『麒麟がくる』公式ホームページは、3月31日(水)に終了いたします。

美術の世界03
織田家の城
美術デザイン 犬飼伸治 山内浩幹
織田家VS.斎藤家
という構図をより鮮明に。

末盛城、那古野城、清須城など「織田家の城」のセットでまず大切にしたのは、斎藤道三の稲葉山城との対比だ。
テーマカラーも、斎藤家が「黒と赤」なのに対し織田家は「黒と黄色(金)」。それは、セットデザインだけでなく、軍旗や兵が敵味方を区別するためにつける合印(あいじるし)などにも反映されている。

城内の御簾(みす)も、稲葉山城では黒に赤い房だが、織田家の城では黒に黄色。道三が座る畳の縁(へり)は黒に銀糸の刺しゅうだが、信秀のものは黒に金糸で刺しゅうされている。
黄色もしくは金をセット空間内に印象的に使うことで、織田家の城であることを際立たせている。

そっちが海でくるなら、
こっちは空だ!

稲葉山城では道三が座る後ろの壁に荒々しい波が描かれているが、織田家の場合は空を舞う龍だ。
「そっちが“海”なら、こっちは“空”だ!という、地方の戦国武将がお互いに一歩も引かず張り合っている感じを出したいと思いました。
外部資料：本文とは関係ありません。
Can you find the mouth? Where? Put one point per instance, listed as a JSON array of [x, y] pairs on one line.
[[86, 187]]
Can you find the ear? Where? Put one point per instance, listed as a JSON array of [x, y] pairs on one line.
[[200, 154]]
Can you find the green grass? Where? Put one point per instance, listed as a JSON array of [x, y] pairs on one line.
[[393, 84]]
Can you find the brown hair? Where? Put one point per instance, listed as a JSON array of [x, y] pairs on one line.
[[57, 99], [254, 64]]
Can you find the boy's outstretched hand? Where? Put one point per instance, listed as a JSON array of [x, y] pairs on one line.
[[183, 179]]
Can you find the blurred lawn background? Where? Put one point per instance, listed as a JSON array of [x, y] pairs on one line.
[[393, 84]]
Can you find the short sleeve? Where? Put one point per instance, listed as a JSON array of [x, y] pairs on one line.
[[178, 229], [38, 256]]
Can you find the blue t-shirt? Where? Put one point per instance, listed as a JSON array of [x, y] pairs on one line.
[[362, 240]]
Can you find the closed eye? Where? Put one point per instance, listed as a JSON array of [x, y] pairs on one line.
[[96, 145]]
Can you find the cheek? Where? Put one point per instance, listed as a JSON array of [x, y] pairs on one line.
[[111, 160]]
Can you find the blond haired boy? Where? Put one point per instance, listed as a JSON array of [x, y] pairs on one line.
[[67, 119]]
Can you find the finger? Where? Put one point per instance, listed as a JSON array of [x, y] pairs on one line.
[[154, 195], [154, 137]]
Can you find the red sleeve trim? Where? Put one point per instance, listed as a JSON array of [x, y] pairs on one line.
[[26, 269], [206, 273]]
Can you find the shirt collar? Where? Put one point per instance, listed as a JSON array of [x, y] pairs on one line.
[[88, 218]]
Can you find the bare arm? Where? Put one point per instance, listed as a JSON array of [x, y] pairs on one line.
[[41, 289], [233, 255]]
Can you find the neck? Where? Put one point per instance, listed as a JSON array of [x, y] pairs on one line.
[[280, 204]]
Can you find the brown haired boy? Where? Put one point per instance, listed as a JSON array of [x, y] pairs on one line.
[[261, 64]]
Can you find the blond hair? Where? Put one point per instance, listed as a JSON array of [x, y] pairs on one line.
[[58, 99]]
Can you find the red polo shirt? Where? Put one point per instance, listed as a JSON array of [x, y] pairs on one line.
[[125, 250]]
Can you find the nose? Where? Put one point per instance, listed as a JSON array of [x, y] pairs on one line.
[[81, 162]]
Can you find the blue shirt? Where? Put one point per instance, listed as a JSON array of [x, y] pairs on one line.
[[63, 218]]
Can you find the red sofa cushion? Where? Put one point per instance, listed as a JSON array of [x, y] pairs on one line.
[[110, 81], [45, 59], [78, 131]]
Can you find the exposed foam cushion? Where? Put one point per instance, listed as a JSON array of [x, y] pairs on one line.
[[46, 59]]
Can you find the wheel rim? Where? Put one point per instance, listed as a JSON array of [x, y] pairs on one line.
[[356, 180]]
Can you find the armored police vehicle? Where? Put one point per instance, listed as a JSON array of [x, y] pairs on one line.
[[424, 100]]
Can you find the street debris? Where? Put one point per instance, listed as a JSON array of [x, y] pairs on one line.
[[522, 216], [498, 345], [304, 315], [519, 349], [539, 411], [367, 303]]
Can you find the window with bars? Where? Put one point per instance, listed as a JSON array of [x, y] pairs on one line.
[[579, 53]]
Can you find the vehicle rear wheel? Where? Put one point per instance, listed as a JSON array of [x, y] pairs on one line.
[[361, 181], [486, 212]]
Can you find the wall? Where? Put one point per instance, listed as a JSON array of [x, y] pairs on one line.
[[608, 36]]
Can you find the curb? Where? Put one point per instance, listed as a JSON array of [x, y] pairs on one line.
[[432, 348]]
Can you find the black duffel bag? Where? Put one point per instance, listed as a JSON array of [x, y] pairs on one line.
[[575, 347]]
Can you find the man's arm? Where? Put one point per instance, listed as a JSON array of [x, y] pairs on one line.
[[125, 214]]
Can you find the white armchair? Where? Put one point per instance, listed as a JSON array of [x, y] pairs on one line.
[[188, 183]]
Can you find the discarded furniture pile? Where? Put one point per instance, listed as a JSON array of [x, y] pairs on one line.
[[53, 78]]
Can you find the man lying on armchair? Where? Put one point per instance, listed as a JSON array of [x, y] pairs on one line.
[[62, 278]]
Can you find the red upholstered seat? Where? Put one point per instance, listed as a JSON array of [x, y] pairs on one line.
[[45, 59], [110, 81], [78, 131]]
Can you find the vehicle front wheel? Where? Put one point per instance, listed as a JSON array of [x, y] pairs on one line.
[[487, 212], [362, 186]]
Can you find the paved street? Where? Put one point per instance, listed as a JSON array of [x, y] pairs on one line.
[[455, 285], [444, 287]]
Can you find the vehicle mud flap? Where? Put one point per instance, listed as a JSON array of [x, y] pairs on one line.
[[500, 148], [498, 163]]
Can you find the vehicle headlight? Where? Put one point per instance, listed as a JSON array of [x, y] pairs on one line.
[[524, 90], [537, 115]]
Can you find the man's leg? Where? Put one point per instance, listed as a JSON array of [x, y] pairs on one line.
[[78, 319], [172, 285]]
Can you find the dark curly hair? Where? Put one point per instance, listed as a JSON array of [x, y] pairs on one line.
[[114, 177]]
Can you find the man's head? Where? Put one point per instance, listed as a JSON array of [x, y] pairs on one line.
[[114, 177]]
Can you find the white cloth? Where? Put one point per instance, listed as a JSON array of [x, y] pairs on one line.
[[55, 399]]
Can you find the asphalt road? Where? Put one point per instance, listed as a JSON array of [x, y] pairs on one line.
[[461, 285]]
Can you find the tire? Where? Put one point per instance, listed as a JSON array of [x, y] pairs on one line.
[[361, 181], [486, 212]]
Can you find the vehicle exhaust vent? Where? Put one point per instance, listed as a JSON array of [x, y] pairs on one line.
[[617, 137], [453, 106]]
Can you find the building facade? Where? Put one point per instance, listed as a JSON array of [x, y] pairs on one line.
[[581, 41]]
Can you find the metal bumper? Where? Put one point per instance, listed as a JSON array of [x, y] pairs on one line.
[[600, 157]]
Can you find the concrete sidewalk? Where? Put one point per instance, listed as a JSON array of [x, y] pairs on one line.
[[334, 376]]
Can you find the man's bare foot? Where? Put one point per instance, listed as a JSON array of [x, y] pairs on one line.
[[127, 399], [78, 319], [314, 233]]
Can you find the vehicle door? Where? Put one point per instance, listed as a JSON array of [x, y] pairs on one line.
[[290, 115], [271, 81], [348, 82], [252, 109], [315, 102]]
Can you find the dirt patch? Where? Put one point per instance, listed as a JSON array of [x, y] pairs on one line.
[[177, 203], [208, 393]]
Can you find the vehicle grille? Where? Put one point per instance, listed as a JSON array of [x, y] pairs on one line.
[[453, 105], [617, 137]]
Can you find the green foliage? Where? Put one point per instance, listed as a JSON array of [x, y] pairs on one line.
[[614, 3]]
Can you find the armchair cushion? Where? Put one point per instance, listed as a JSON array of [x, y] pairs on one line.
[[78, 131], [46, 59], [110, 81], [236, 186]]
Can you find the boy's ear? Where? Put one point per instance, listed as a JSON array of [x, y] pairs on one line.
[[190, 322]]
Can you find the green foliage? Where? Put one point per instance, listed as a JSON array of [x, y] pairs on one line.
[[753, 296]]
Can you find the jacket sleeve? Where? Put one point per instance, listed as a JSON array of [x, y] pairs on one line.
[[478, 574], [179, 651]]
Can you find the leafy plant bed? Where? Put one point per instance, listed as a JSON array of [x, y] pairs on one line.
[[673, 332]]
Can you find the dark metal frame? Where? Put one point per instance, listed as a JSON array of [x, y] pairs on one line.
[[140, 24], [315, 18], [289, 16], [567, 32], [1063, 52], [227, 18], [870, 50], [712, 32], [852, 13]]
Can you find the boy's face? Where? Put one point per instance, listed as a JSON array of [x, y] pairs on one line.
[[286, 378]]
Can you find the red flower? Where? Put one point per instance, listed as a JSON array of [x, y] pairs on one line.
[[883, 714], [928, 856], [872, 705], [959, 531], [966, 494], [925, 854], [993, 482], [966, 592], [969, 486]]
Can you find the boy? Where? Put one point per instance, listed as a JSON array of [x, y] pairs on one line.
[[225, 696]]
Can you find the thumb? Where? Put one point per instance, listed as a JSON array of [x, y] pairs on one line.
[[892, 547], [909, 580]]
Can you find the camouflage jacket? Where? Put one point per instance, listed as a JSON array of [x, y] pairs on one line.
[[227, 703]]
また、セットでお互いを対比させることでドラマとしてのわかりやすさも意図しています」(山内)

織田家は、
みんなが羨むお金持ち。

織田家のもう1つの特徴は、お金持ちであること。建具や調度品の金具に金を使ったり、香炉など飾ってあるものにも金製が多い。

「経済的に豊かである織田家の象徴として、随所に金を使っています。そのほかに、障子のデザインも斎藤家とは差をつけています。腰高障子といって、下の部分に腰(板)が付いたものを採用。こちらのほうが高価で、部屋によっては腰の部分に絵が描かれているものもあります。庭には立派な松があり、置いてある石も稲葉山城にあるものより大きなものです。
“金”というわかりやすい“お金持ち感”と、よく見るとお金がかかっているなとわかるものを配置することで、織田家のバックボーンである経済力を表現しました」(犬飼)

全体的には、質実剛健でどっしりとした印象が道三の稲葉山城で、きらびやかで明るく開放的なのが織田家の城だ。